Take Home: Picking the wrong data structure for the job can be disastrous in terms of performance. Identifying the very best data structure is usually not as critical because there can be several choices that perform similarly.
Problem: You're given the task of reading n numbers and then printing them out in sorted order. Suppoosed you have access to a balanced dictionary data structure, which supports the operations search, insert, delete, minimum, maximum, successor, and predecessor each in O(log n) time.
Solution:
sort1()
initialize_tree(t)
while (not EOF)
read(x)
insert(x, t)
Traverse(t)
sort2()
initialize_tree(t)
while (not EOF)
read(x)
insert(x, t)
y = Minimum(t)
while (y != NULL) do
print(y->item)
y = successor(y, t)
sort3()
initialize_tree(t)
while (not EOF)
read(x)
insert(x, t)
y = Minimum(t)
while (y != NULL) do
print(y->item)
Delete(y, t)
y = Minimum(t)
For the second problem, we start from minimum and repeatedly find successor to traverse the tree in sorted order. For the third problem, we don't have successor, but because we have delete, we can find minimum, print it, delete it, and then call minimum to find the next element.
Data structures that provide more flexibility than regular sorting through the ability to add new elements at arbitrary intervals. More cost-effective to insert into priority queue than to re-sort on each new arrival
Take Home: Building algorithms around data structures such as dictionaries and priority queues leads to both clean structure and good performance
Problem: What is the worst-case time complexity of the three basic priority queue operations (insert, find-minimum, delete-minimum) when the basic data structure is:
Solution:
Operation | Unsorted Array | Sorted Array | Balanced Tree |
---|---|---|---|
Insert(Q, x) | O(1) | O(n) | O(log n) |
Find-Minimum(Q) | O(1) | O(1) | O(1) |
Delete-Minimum(Q) | O(n) | O(1) | O(log n) |
Find-Minimum is constant time because you can use an extra pointer to the minimum entry, updating on insertion if the item inserted is less than the current minimum. Delete-Minimum's time is based on time it usually takes to perform a search.
Practical way to maintain a dictionary as it exploits the fact that looking an item up by index in an array takes constant time. Hash function is a mathematical function that maps keys to integers which are then used as an index into an array.
Collisions occur when two distinct keys hash to the same value. Chaining is the easiest approach to collision resolution and involves representing the hash table as an array of linked lists where each list represents all the items that hash to that particular index. Takes up a lot of space.
Alternative: Open addressing -> hash table is maintained as an array of elements initialized to null. On insert, check to see if spot is empty.

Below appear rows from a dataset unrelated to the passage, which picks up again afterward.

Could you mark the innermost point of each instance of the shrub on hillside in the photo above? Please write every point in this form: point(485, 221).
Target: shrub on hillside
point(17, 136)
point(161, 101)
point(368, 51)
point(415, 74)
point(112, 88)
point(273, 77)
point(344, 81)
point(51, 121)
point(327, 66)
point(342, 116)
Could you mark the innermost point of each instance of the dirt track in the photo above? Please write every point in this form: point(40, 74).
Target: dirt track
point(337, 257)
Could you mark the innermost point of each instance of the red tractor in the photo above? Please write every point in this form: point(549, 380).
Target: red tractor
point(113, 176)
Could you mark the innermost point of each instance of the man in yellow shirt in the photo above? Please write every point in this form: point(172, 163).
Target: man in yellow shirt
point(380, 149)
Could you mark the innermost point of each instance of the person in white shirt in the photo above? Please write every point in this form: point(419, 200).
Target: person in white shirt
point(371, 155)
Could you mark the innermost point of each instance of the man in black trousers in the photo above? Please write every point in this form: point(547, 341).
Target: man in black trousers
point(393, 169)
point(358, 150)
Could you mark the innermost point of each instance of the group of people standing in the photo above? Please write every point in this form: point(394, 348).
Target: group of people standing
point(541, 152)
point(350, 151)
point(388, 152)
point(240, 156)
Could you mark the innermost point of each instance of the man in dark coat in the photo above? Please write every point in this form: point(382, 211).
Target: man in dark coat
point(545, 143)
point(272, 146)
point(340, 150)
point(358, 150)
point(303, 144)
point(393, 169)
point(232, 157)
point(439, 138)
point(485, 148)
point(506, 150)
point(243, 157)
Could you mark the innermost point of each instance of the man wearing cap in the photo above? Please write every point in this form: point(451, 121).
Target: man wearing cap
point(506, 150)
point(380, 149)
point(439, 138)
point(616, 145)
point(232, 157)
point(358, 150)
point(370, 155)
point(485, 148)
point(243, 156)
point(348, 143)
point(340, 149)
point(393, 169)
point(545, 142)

If empty, place. If taken, find next empty space.
Chaining and open addressing require O(m) to initialize an m-element hash table to null elements prior to first insertion. Traversing all elements takes O(m + n) for chaining because we have to scan all buckets. Reduces to O(m) for open-addressing because n must be at most m.
Operation | Hash Table (Expected) | Hash Table (worst case) |
---|---|---|
Search(L, k) | O(n/m) | O(n) |
Insert(L, x) | O(1) | O(1) |
Delete(L, x) | O(1) | O(1) |
Successor(L, x) | O(n+m) | O(n+m) |
Predecessor(L, x) | O(n+m) | O(n+m) |
Minimum(L) | O(n+m) | O(n+m) |
Maximum(L) | O(n+m) | O(n+m) |
Pragmatically, hash tables are often the best data structure to maintain a dictionary.
Possible to detect duplicates with hash table as two objects of the same content should hash to the same integer - any hash collision with the hash of search term then could be further assessed to check if different.